The words hurt. They hurt so badly.

I want to fall onto the pavement and disappear.

But I stay frozen, staring into Donovan’s eyes in disbelief.

Baby steps.

I can take baby steps.

“That’s not true,” I say quietly. “I’ve been good for all three of you. I am good. I am a good person .”

It’s starting to rain. The air smells like wet pavement and Donovan, and my legs feel like they might give out if I stay near him any longer.

“I’ll call you a ride,” he says, completely ignoring my statement.

“Fuck your ride,” I snap, my voice shaky. “I’m calling my own.”

I head away from the hotel, ignoring Donovan’s snarl as he calls my name.

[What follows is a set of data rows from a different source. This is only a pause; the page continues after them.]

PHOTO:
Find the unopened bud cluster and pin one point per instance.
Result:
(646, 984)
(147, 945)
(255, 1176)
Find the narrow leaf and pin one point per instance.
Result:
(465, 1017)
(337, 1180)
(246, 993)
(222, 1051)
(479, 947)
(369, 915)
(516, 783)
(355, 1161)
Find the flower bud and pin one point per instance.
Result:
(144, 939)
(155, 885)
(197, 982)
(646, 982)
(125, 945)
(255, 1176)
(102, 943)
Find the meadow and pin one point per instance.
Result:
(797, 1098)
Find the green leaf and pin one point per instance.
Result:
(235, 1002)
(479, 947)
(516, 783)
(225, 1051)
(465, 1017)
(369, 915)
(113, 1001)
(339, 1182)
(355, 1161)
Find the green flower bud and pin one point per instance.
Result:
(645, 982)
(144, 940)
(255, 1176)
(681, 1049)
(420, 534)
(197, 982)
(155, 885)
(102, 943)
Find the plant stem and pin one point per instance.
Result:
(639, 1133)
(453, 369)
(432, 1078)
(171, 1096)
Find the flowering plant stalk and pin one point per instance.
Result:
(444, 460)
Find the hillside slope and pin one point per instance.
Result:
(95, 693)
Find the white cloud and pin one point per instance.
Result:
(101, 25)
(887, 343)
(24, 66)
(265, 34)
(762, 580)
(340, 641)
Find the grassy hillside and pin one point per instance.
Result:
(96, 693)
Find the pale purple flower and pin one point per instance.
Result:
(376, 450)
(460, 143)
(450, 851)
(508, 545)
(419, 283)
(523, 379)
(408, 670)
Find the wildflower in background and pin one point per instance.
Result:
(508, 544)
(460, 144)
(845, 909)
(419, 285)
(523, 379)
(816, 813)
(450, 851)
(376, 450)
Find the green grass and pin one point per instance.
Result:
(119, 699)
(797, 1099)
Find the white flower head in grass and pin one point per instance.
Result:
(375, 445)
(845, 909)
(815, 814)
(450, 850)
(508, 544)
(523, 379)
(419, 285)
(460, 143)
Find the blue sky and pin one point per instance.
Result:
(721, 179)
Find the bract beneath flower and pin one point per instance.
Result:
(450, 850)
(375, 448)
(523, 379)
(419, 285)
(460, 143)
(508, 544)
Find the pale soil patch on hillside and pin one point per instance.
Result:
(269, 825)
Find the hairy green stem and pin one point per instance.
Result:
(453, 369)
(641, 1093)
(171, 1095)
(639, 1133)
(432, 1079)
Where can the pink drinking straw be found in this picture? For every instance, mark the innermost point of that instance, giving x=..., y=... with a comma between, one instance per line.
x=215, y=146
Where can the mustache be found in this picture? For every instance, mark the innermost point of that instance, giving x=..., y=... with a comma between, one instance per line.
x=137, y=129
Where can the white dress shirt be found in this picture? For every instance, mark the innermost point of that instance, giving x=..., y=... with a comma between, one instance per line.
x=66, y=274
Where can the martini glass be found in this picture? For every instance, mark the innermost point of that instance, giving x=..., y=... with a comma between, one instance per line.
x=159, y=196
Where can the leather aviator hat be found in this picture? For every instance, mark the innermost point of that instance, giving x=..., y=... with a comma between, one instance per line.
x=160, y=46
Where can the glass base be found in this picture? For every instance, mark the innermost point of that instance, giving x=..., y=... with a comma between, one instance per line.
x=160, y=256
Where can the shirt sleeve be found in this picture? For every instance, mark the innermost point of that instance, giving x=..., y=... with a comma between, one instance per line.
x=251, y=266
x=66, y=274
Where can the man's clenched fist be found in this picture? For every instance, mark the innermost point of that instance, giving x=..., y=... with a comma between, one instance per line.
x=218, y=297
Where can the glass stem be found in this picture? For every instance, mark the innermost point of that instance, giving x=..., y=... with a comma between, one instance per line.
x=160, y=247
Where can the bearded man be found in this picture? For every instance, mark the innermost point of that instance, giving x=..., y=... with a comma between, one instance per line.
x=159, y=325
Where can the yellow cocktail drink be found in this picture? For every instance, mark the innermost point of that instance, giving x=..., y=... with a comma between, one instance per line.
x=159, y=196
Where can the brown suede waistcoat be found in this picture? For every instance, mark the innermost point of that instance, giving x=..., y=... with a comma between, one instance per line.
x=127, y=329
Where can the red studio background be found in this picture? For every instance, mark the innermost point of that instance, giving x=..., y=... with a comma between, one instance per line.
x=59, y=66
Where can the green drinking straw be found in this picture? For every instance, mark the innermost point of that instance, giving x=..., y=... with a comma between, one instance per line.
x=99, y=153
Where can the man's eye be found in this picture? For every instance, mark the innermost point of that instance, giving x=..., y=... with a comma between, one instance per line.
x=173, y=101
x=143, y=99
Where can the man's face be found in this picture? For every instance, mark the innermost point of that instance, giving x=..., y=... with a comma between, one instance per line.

I freeze, wanting to turn around and obey him.

His commanding tone washes over me, but still, I walk on, my heel catching on the sidewalk.

I almost trip, adding insult to injury.

I don’t know how long I walk, storming off like I’m in some awful romantic comedy.

It’s all so embarrassing.

If what Donovan said about Liam and Hunter is true…

Then they’ll have no trouble finding someone else.

Someone that’s not a nobody.

Do not spiral. Save it for later.

Save it for Skylar and Devyn.

I text my best friend, telling her I’ll be back in Isleton in a few hours, not caring how expensive ordering a ride back from the packhouse will be.

Especially when I open the rideshare app and see the obscene number of credits that somebody deposited into my account.

I shake my head, unable to understand Donovan’s contradictions.

But I realize as my driver pulls up that it doesn’t matter anymore.

I’m not good for the pack.

I pack my things as quickly as I can and ignore the texts from Liam and Hunter asking where I am.

I want to get out of here without seeing them because I know the moment I witness the hurt on Liam’s face, I’ll break down.

He and Hunter would fight for me, and it would make things worse in the end.

I peel off my dress and kick off my shoes in my bedroom—but it’s not really my bedroom, is it?

I can’t believe how stupid I was. I knew going in that this would be messy, but I still did it.

I still allowed myself to be happy and to enjoy board games, painting in their studio, and baking cookies with them.

I ignore Skylar’s calls. I can’t handle talking to her right now.

I need the quiet of a ridiculously long car ride to prepare for her, Devyn, and my mother.

Taking one last look around the bedroom, suitcase in hand, I pause at what lies on my— the —vanity.

It’s the glass rose that Liam gave me when we met. The gesture that meant so much, because actual flowers die, but his gift was permanent.

I stare at it; my fingers itching to grab it and take it with me.

But my phone dings, announcing my ride is here.

I turn and leave the gift on the vanity.